Now, monopolies rule and the disaster has struck, the nation is
immobilized, with an incompetent at the helm. The past three years
have been bad enough, but the U.S. ship of state in the time of
coronavirus is without a rudder.
What
can be done? For one thing, it's time to break up the monopolies and
never mind that they are “too big to fail.” The “work”
that they do can be done by smaller entities, by small companies that
are concentrated somewhere near you. Whatever the product, the
supply chain, if broken, does not become the disaster that the U.S.

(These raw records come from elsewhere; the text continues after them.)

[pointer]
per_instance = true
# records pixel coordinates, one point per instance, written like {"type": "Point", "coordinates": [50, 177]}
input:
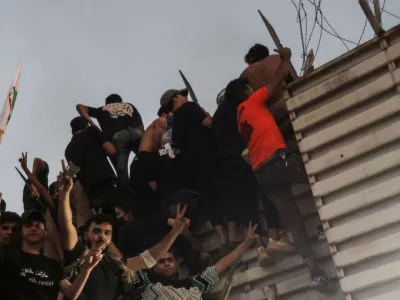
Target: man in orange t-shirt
{"type": "Point", "coordinates": [275, 167]}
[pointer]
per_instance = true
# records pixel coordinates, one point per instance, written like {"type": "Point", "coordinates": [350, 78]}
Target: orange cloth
{"type": "Point", "coordinates": [258, 128]}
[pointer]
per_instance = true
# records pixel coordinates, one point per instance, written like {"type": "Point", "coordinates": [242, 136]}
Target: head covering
{"type": "Point", "coordinates": [78, 123]}
{"type": "Point", "coordinates": [10, 217]}
{"type": "Point", "coordinates": [168, 95]}
{"type": "Point", "coordinates": [32, 215]}
{"type": "Point", "coordinates": [220, 97]}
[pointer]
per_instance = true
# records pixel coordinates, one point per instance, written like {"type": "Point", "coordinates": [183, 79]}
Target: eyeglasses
{"type": "Point", "coordinates": [9, 227]}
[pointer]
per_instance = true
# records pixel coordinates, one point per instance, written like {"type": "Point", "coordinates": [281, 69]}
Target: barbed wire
{"type": "Point", "coordinates": [387, 12]}
{"type": "Point", "coordinates": [363, 32]}
{"type": "Point", "coordinates": [325, 27]}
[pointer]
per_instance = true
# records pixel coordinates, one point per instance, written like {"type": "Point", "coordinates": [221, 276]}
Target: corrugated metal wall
{"type": "Point", "coordinates": [347, 123]}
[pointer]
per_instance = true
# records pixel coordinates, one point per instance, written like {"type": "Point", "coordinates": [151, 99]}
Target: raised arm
{"type": "Point", "coordinates": [224, 263]}
{"type": "Point", "coordinates": [74, 289]}
{"type": "Point", "coordinates": [84, 112]}
{"type": "Point", "coordinates": [149, 258]}
{"type": "Point", "coordinates": [68, 234]}
{"type": "Point", "coordinates": [41, 189]}
{"type": "Point", "coordinates": [280, 76]}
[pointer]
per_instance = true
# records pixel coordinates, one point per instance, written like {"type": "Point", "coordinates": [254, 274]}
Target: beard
{"type": "Point", "coordinates": [89, 243]}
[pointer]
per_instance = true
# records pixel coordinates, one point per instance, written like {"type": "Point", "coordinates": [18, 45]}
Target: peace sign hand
{"type": "Point", "coordinates": [94, 256]}
{"type": "Point", "coordinates": [180, 223]}
{"type": "Point", "coordinates": [251, 235]}
{"type": "Point", "coordinates": [66, 181]}
{"type": "Point", "coordinates": [24, 161]}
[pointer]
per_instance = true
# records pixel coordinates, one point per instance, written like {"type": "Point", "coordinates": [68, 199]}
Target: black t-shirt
{"type": "Point", "coordinates": [114, 117]}
{"type": "Point", "coordinates": [104, 280]}
{"type": "Point", "coordinates": [85, 151]}
{"type": "Point", "coordinates": [26, 276]}
{"type": "Point", "coordinates": [32, 203]}
{"type": "Point", "coordinates": [169, 172]}
{"type": "Point", "coordinates": [137, 236]}
{"type": "Point", "coordinates": [189, 135]}
{"type": "Point", "coordinates": [225, 130]}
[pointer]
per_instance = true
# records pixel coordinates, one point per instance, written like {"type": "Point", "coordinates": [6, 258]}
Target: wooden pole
{"type": "Point", "coordinates": [371, 17]}
{"type": "Point", "coordinates": [378, 13]}
{"type": "Point", "coordinates": [189, 87]}
{"type": "Point", "coordinates": [277, 42]}
{"type": "Point", "coordinates": [309, 67]}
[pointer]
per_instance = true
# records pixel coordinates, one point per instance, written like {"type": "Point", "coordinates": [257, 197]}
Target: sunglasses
{"type": "Point", "coordinates": [164, 260]}
{"type": "Point", "coordinates": [9, 227]}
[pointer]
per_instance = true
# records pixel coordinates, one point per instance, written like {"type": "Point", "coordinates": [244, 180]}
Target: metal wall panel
{"type": "Point", "coordinates": [347, 123]}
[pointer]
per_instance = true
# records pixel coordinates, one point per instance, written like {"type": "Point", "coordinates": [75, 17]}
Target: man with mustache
{"type": "Point", "coordinates": [112, 273]}
{"type": "Point", "coordinates": [25, 273]}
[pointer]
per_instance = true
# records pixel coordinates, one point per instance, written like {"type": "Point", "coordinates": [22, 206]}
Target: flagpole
{"type": "Point", "coordinates": [9, 102]}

food supply chain is becoming. And, that goes for any product, but
it is expecially true of food, which could have its origins on farms
in our own counties or even in our own neighborhoods. In 1850, farm
families made up 4.9 million, or about 64 percent,
of the nation's 7.7 million workers. The farm population in 1920,
when the official Census data began, was nearly 32 million, or 30.2
percent of the population of
105.7 million.
In
2020, there are reportedly 2 million farms, about one quarter of the
farms that existed in 1935, when there were 7 million farms. That is
concentration of an “industry.” We put that in quotes
because, in the past in the U.S., farming was considered a way of
life, not just a job. Today, it is very much an industry and part of
the industrial production of food-like substances, which Corporate
America offers the people every day. CAFOs (concentrated animal
feeding operations) should not be considered farms, but industrial
operations that produce beef, pork, and poultry. They are polluting
industries and they take advantage of workers at the low end of the
wage and benefit scale and the giant corporations that own them
intend to keep it that way.
It
was Henry Kissinger, former secretary of state and advisor to many
presidents, who said, “Control oil and you control nations;
control food and you control the people.” In the U.S.,
governments and Corporate America destroyed family farming over the
past 120 years. And, at this time, some 95 percent of world grain
reserves are either owned or controlled by six agribusiness
corporations. Why? The fewer the number of farmers, the easier it
is to control them and, in turn, to control the people of any given
nation. When there were more than five or six times the number of
farmers in the U.S., there was great diversity, from region to
region, from state to state, from valley to valley.
If
bio-diversity is good for the Earth generally, it certainly is good
for the production of food to provide for the billions of humans that
live on the planet. For example, if there was a breakdown in one
piece of that food chain, the others could fill in the gap. Not so
in a monopoly system. One of the answers to one of the problems
faced by all of humanity is to regain some of that bio-diversity, at
least in the food supply chain. It will not be easy, but monopolies
need to be broken and the genius of humanity needs to be released at
every level. The world and its nations cannot be run by oligarchs
and plutocrats and authoritarians.
An
entity that can't even speak or think is teaching us that.